China poised to attain superpower status: US intelligence czar

Tue Feb 28, 1:52 PM ET




WASHINGTON (AFP) - The US Director of National Intelligence, John Negroponte, warned that China's steady military and economic expansion may ultimately lead to Beijing attaining superpower status on a par with the United States.


"Globalization is causing a shift of momentum and energy to greater Asia, where China has steadily expanding reach and may become a peer competitor to the United States at some point," Negroponte said at a hearing of the US Senate Armed Services Committee on global security threats.

"Consistent high rates of economic growth, driven by exploding foreign trade, have increased Beijing's political influence abroad and fueled a military modernization program that has steadily increased Beijing's force projection capabilities," the US intelligence czar said.

In the foreign policy domain, China is focused for now on other Asian nations "where Beijing hopes to make economic inroads to increase political influence and to prevent a backlash against its rise," said Negroponte.

But he suggested however that China's sphere of influence likely will broaden over time.

"Beijing also has expanded diplomatic and economic interaction with other major powers, especially Russia and the European Union, and begun to increase its presence in Africa and Latin America," he said.

On the military front, Negroponte noted that China is "vigorously" pursuing a modernization program of its weapons systems.

China's runaway economic expansion is slowed however by "a number of difficult economic and legal problems," including corruption, a faulty education system, and environmental degradation.

"Beijing's biggest challenge is to sustain growth, sufficient to keep unemployment and rural discontent from rising to destabilizing levels, and to maintain increases in living standards," said Negroponte.

"Indeed, China's rise may be hobbled by systemic problems and the Communist Party's resistance to demands for political participation that economic growth generates," he said.

"Beijing's determination to repress real or perceived challenges, from dispossessed peasants to religious organizations, could lead to serious instability at home and less effective policies abroad."

At the same hearing, the director of the Defense Intelligence Agency, Lieutenant General Michael Maples, said China's military wishlist includes efforts "to expand and modernize all categories of its ballistic missile forces, to increase survivability and war-fighting capabilities, to enhance their deterrence value and to overcome ballistic missile defenses."
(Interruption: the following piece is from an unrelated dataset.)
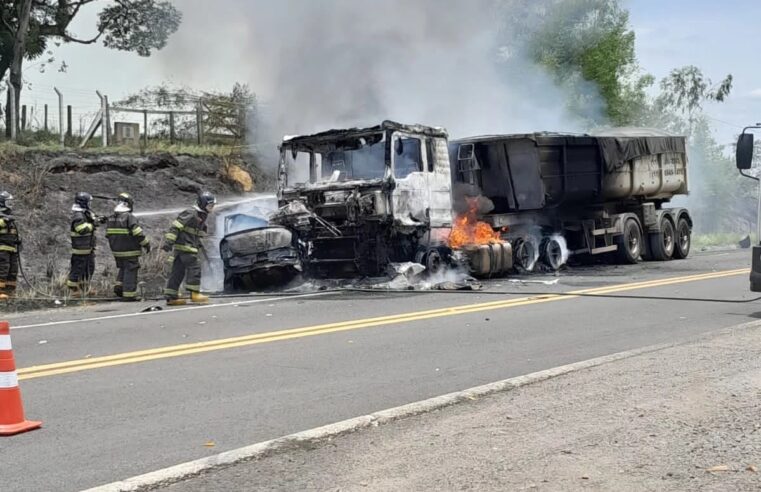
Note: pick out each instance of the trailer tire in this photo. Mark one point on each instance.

Michael Hayden, the deputy director of national security, said China's military buildup may exceed what is needed to protect their own security, and may be designed to build the country's image at home and overseas.

"They have this perception, there's almost a momentum in Chinese thinking, that great powers -- and they clearly want to be viewed as a great power -- great powers need certain things.
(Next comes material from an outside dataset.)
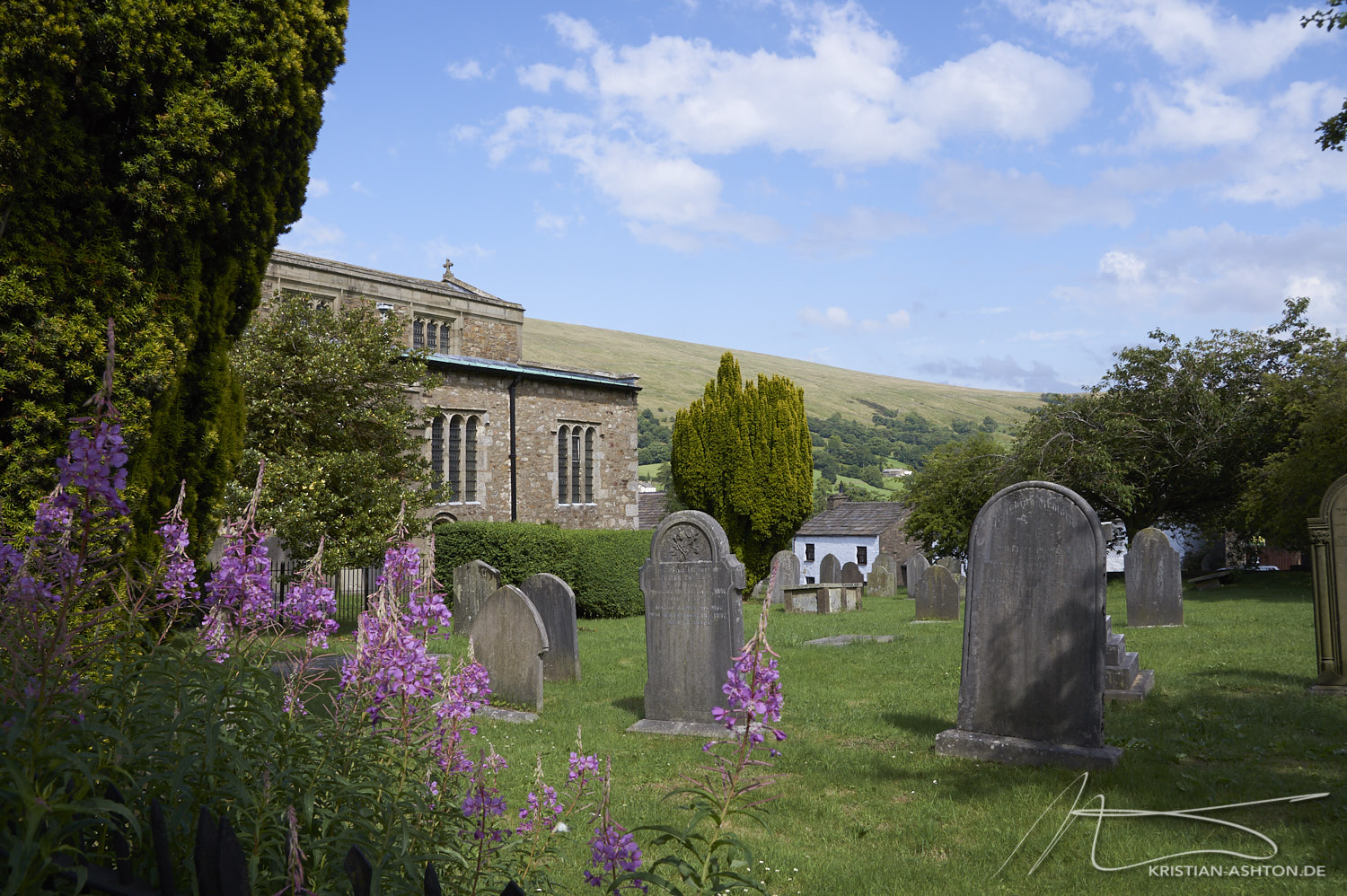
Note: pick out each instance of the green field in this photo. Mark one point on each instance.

"They're not necessarily tied to a specific military event, either proposed or expected, but simply become the trappings of -- I'll use the word -- their global legitimacy.


"It's one of the most fascinating aspects in looking at Chinese actions," Hayden added.
Link Posted: 2/28/2006 6:21:52 PM EDT
[#1]
....this just in  
Link Posted: 2/28/2006 6:22:43 PM EDT
[#2]
Good article. Charles Smith will be on Coast to Coast AM this Thurs. I am sure he will have some info on recent developments with China.
Link Posted: 2/28/2006 6:23:41 PM EDT
[#3]

Quoted:
....this just in  



No surprise to anybody, it is just further acknowledgement by High Ranking US Officials
on China's Potential Threat.

Link Posted: 2/28/2006 6:26:35 PM EDT
[#4]
from:www.bloomberg.com/apps/news?pid=10000080&sid=ax8bgVXVwU3E


China's Expanding Shipyards Threaten Glut, Hyundai's Profit

March 1 (Bloomberg) -- China's shipbuilders plan to double production capacity by 2010, threatening a glut that may cut profits at Hyundai Heavy Industries Co., the world's biggest builder, and other South Korean yards.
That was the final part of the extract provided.